# DO YOU KNOW WHAT DAY IT IS??!?!?!?!



## AWP (Sep 7, 2015)

MONDAY! THE BEST GODDAMN DAY OF THE WEEK!!!! MONDAY, MONDAY, MONDAY!!!!!! IF YOU'RE AWAKE, THEN DON'T GO TO SLEEP. IF YOU KNOW SOMEONE WHO IS ALSEEP THEN WAKE THEM UP!!!!!! IF YOU'RE JUST WAKING UP THEN YOU'VE HIT THE LOTTERY!!!!! MONDAY'S HERE AND THE ONLY DAY BETTER THAN A MONDAY IS ANOTHER MONDAY!!!!!!

MAKE A FRIEND, MAKE AN ENEMY, OR MAKE AN ORPHAN, IT DOES NOT MATTER!!!!!!! DELIVER A BABY, DELIVER A PIZZA, OR DELIVER A THROAT PUNCH, BUT DON'T DO IT HALF-ASSED!!!!! THE GREATEST SIN ON A MONDAY IS TO DO NOTHING!!!!!

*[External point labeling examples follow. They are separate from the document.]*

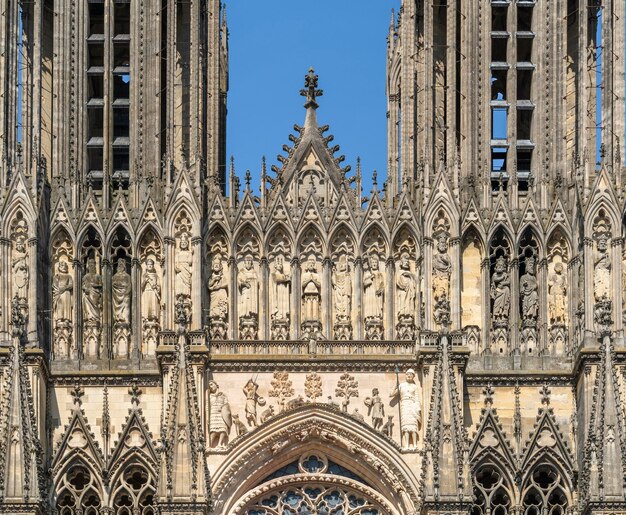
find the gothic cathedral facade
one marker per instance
(452, 341)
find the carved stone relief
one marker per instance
(409, 394)
(220, 418)
(63, 299)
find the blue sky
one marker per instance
(273, 43)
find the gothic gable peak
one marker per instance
(546, 437)
(311, 164)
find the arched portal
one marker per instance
(314, 460)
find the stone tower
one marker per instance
(451, 341)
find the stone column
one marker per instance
(455, 283)
(197, 283)
(135, 311)
(389, 312)
(169, 282)
(513, 343)
(233, 292)
(264, 290)
(107, 319)
(296, 294)
(33, 315)
(326, 298)
(357, 304)
(5, 295)
(77, 336)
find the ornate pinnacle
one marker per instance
(135, 392)
(488, 392)
(77, 393)
(310, 90)
(545, 395)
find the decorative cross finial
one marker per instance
(545, 395)
(77, 393)
(488, 392)
(310, 90)
(135, 392)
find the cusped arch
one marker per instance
(371, 231)
(314, 428)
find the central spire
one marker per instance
(310, 90)
(311, 93)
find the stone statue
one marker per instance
(62, 291)
(252, 399)
(501, 291)
(120, 293)
(342, 289)
(602, 270)
(182, 267)
(218, 290)
(375, 408)
(220, 419)
(442, 268)
(528, 291)
(557, 292)
(281, 283)
(374, 290)
(92, 293)
(410, 409)
(20, 271)
(406, 284)
(311, 291)
(248, 283)
(150, 292)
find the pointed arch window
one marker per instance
(78, 492)
(491, 493)
(545, 492)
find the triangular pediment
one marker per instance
(546, 437)
(78, 440)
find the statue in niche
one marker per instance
(406, 283)
(374, 290)
(281, 283)
(375, 408)
(442, 269)
(120, 293)
(410, 409)
(182, 267)
(602, 270)
(557, 292)
(220, 418)
(311, 292)
(342, 289)
(252, 400)
(501, 291)
(218, 290)
(20, 271)
(280, 299)
(248, 283)
(528, 291)
(92, 293)
(150, 292)
(62, 290)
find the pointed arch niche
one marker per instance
(472, 279)
(315, 469)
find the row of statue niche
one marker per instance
(311, 293)
(501, 292)
(92, 300)
(407, 393)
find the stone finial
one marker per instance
(488, 392)
(310, 91)
(545, 395)
(135, 392)
(77, 393)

NO GO OUT AND SPREAD THE POWER OF MONDAY LIKE MAGIC JOHNSON AT A SWINGER'S CONVENTION!!!!!!!

FREEDOM!!!!!!!!


----------



## Grunt (Sep 7, 2015)

Well said indeed!

After all...Monday's are 1/7th of our lives!


----------



## medicchick (Sep 7, 2015)

My calendar says it's Sunday.:-/:-"


----------



## AWP (Sep 7, 2015)

0430 ZULU AS I TYPE THIS WHICH MAKES IT A MONDAY!!!!!!!!!! BESIDES, YOU DON'T WANT AN EARLY MONDAY?!?!?!?!?!? THAT DOESN'T MAKE ANY SENSE!!!!!!!!


----------



## policemedic (Sep 7, 2015)

Monday usually isn't Monday for me.  Should I celebrate on the calendar day, the actual day, the solstice, 'my' Monday, Zulu time Monday?

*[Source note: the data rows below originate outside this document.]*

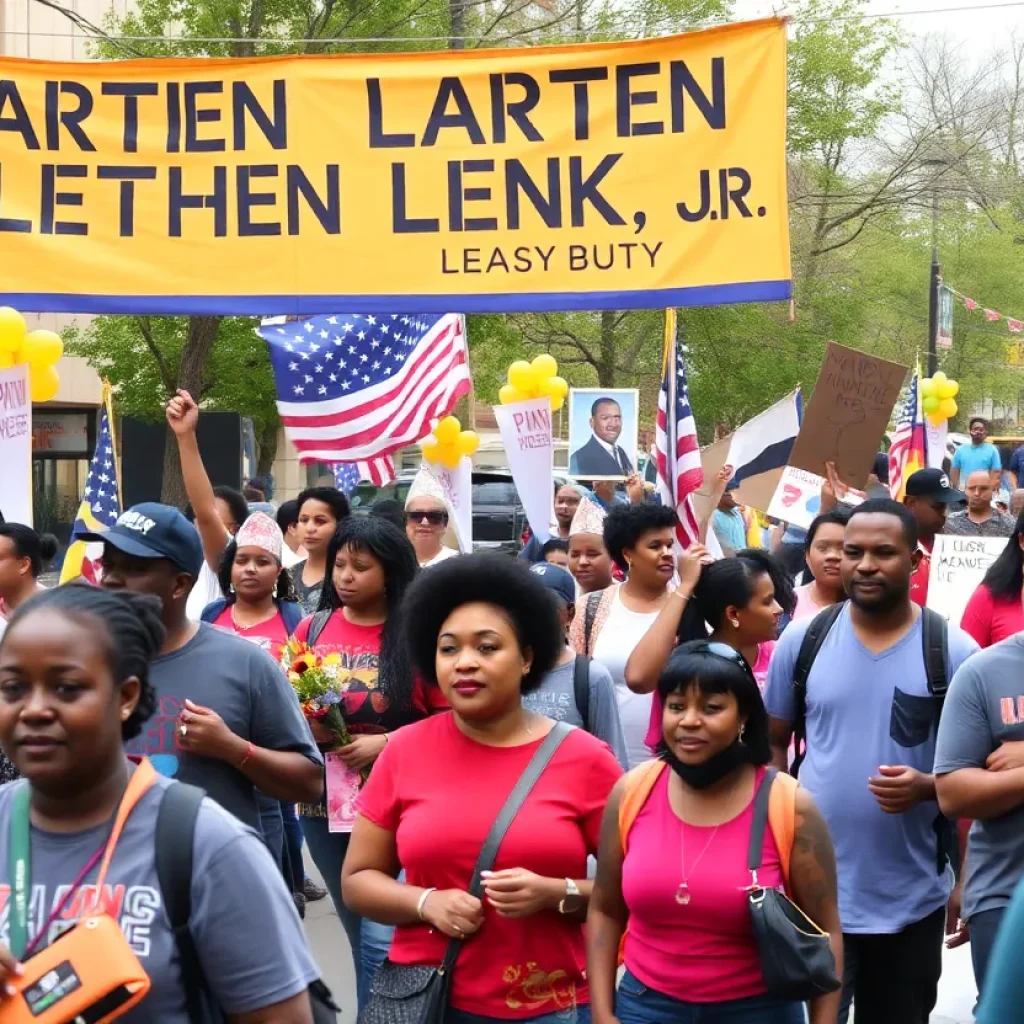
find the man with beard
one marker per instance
(870, 724)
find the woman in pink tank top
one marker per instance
(678, 892)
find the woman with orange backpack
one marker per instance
(712, 872)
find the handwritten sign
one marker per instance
(848, 414)
(525, 428)
(15, 444)
(958, 564)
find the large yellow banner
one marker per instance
(612, 175)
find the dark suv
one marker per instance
(499, 519)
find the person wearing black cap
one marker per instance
(577, 690)
(928, 496)
(227, 721)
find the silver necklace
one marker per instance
(683, 892)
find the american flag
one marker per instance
(355, 388)
(348, 474)
(100, 502)
(907, 452)
(679, 469)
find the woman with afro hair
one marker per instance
(484, 630)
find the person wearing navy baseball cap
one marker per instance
(577, 690)
(227, 720)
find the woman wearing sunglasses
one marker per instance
(426, 519)
(677, 883)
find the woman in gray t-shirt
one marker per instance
(74, 685)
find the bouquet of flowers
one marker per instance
(314, 679)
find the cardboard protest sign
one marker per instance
(958, 564)
(848, 414)
(15, 444)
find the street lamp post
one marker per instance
(933, 293)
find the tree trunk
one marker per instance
(200, 339)
(267, 445)
(606, 367)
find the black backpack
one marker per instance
(581, 688)
(175, 830)
(934, 636)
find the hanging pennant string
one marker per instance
(992, 315)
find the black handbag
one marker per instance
(796, 956)
(409, 994)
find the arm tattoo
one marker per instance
(814, 866)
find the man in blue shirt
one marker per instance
(978, 455)
(870, 745)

Fuck it, it's 5 o'clock somewhere.


----------



## medicchick (Sep 7, 2015)

I don't work so Mondays don't matter.  I just have to get Bibby to school and back to bed I can go.


----------



## AWP (Sep 7, 2015)

policemedic said:


> Monday usually isn't Monday for me.  Should I celebrate on the calendar day, the actual day, the solstice, 'my' Monday, Zulu time Monday?
> 
> Fuck it, it's 5 o'clock somewhere.



TODAY IS MY FRIDAY BUT THAT DOESN'T STOP ME FROM MONDAY'ING OUT! MONDAY IS IMMORTAL, LIKE JESUS, FREEDOM, PIZZA, AND A PUPPY'S LOVE!!!!!!!!



medicchick said:


> I don't work so Mondays don't matter.  I just have to get Bibby to school and back to bed I can go.

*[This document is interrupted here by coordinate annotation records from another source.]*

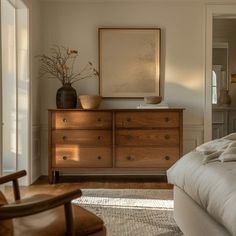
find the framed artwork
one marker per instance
(129, 62)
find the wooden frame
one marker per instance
(129, 62)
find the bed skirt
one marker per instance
(192, 219)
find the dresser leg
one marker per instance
(50, 177)
(57, 176)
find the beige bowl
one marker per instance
(152, 99)
(90, 101)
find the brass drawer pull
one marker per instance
(130, 158)
(64, 158)
(167, 158)
(167, 136)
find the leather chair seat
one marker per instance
(52, 222)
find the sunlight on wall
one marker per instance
(9, 86)
(128, 203)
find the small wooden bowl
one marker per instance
(152, 99)
(89, 102)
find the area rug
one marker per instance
(129, 212)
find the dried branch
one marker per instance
(60, 65)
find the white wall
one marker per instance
(75, 24)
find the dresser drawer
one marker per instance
(150, 137)
(147, 119)
(81, 120)
(82, 137)
(139, 157)
(69, 155)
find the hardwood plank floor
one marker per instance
(67, 183)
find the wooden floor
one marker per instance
(67, 183)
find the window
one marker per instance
(214, 88)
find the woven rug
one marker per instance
(129, 212)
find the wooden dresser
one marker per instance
(121, 141)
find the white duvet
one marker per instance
(211, 185)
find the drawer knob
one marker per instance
(64, 158)
(167, 136)
(167, 158)
(130, 158)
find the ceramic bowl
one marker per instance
(152, 99)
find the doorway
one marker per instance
(212, 12)
(15, 82)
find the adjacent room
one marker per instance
(118, 117)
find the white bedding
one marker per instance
(211, 185)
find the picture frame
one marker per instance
(129, 62)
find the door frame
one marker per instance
(221, 11)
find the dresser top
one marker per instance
(124, 109)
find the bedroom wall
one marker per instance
(75, 24)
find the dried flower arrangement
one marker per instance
(60, 65)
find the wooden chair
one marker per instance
(45, 215)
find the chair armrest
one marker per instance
(24, 209)
(14, 178)
(11, 177)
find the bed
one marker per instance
(205, 189)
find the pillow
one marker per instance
(213, 146)
(228, 155)
(6, 226)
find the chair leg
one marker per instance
(70, 231)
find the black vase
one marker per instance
(66, 97)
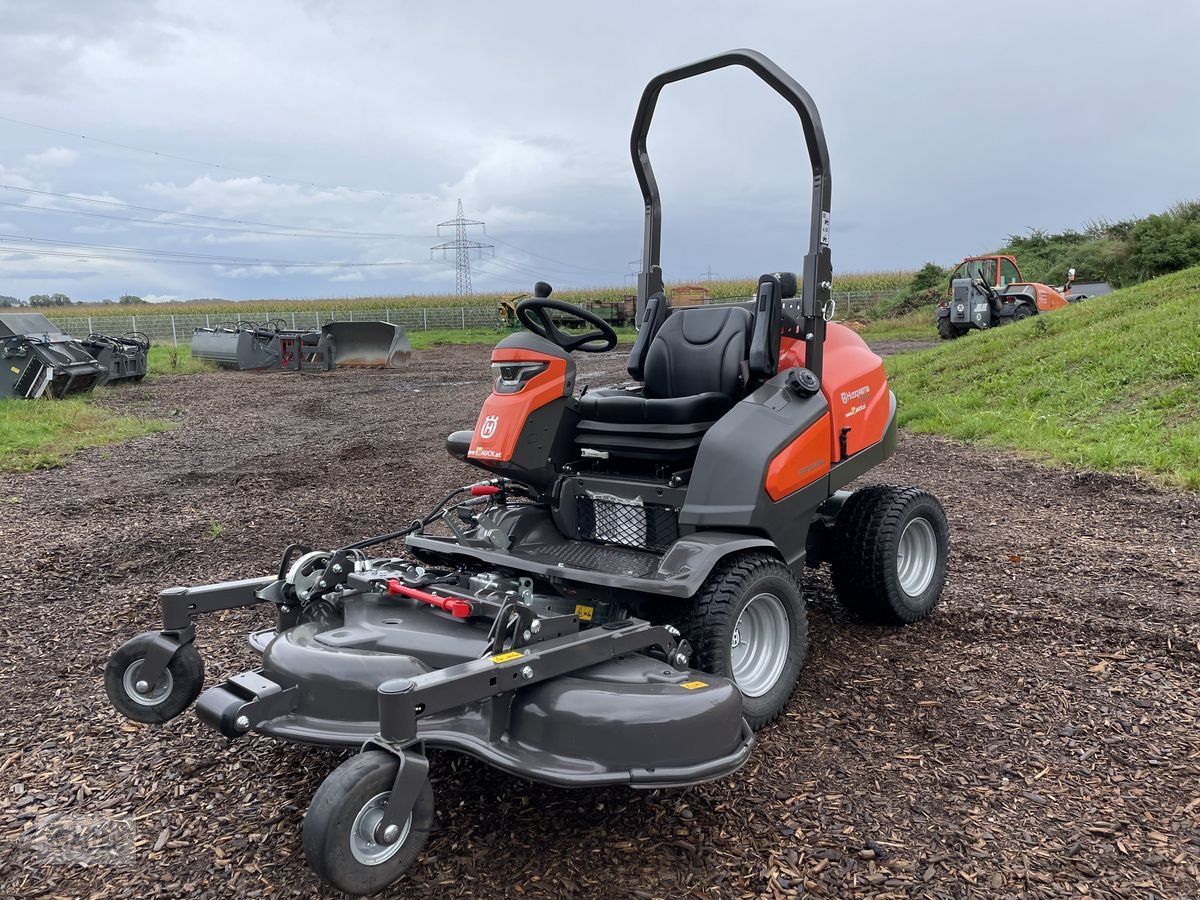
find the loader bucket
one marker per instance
(241, 346)
(216, 345)
(369, 345)
(37, 360)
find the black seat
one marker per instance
(694, 373)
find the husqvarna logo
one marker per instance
(846, 396)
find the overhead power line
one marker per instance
(37, 246)
(204, 163)
(313, 231)
(193, 226)
(462, 246)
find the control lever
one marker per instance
(802, 382)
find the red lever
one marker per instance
(453, 605)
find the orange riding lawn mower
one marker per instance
(988, 292)
(617, 599)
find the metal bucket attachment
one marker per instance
(240, 346)
(369, 345)
(124, 357)
(37, 360)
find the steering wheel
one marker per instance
(534, 315)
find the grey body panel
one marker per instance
(541, 550)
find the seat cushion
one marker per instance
(625, 408)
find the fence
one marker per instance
(178, 328)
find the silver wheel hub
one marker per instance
(364, 845)
(917, 557)
(142, 691)
(760, 643)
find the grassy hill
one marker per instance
(1109, 384)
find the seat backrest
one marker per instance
(697, 351)
(768, 316)
(653, 317)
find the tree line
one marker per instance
(61, 300)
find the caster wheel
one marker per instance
(340, 839)
(162, 701)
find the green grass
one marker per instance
(1108, 384)
(39, 433)
(165, 359)
(246, 309)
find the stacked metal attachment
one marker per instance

YOUR DISREGARD FOR MONDAY WON'T SHAKE ME! IN FACT, I'LL SHAKE IT OFF BECAUSE IF YOU WON'T RECOGNIZE THE BEST DAY OF ALL TIME THEN NO ONE CAN HELP YOU!!!!!!!!!! EVEN CANADIANS LIKE MONDAY AND CANADIANS ARE MENTALLY CHALLENGED! THAT IS A SCIENTIFIC FACT!!!!!!!!!!!


----------



## SpitfireV (Sep 7, 2015)

YOU'RE A CUNT.


----------



## digrar (Sep 7, 2015)

It's Monday here too, although it's day 6 of the swing, so it's more like a Wednesday, tomorrow is essentially a Thursday and Wednesday is Friday, to be followed by 5 Saturdays and a Sunday.


----------



## Marine0311 (Sep 7, 2015)

I just got a freedom boner.


----------



## DA SWO (Sep 7, 2015)

I'm off 'cause it's a holiday.
Work harder, so I can take more time off.


----------



## Dame (Sep 7, 2015)

Labor day... 

Painting day!


----------



## x SF med (Sep 7, 2015)

His meds still haven't arrived ...   bummer for us.


----------



## Totentanz (Sep 7, 2015)

Go home camel, you're drunk.


----------



## AWP (Sep 7, 2015)

EVERY MONDAY I WILL MOTIVATE YOU AND THAT'S THE BOTTOM LINE BECAUSE FREEFALLING SAID SO!!!!!!!!!!!!!!


----------



## Red Flag 1 (Sep 7, 2015)

x SF med said:


> His meds still haven't arrived ...   bummer for us.



Prolly an air mixture adjustment is over due:-".


----------



## Muppet (Sep 7, 2015)

My penis can get only so erect! Hell! Maybe I will even get to be a paramedic today and not not give out taxi rides! Here's to monday!

M.


----------



## Muppet (Sep 7, 2015)

x SF med said:


> His meds still haven't arrived ...   bummer for us.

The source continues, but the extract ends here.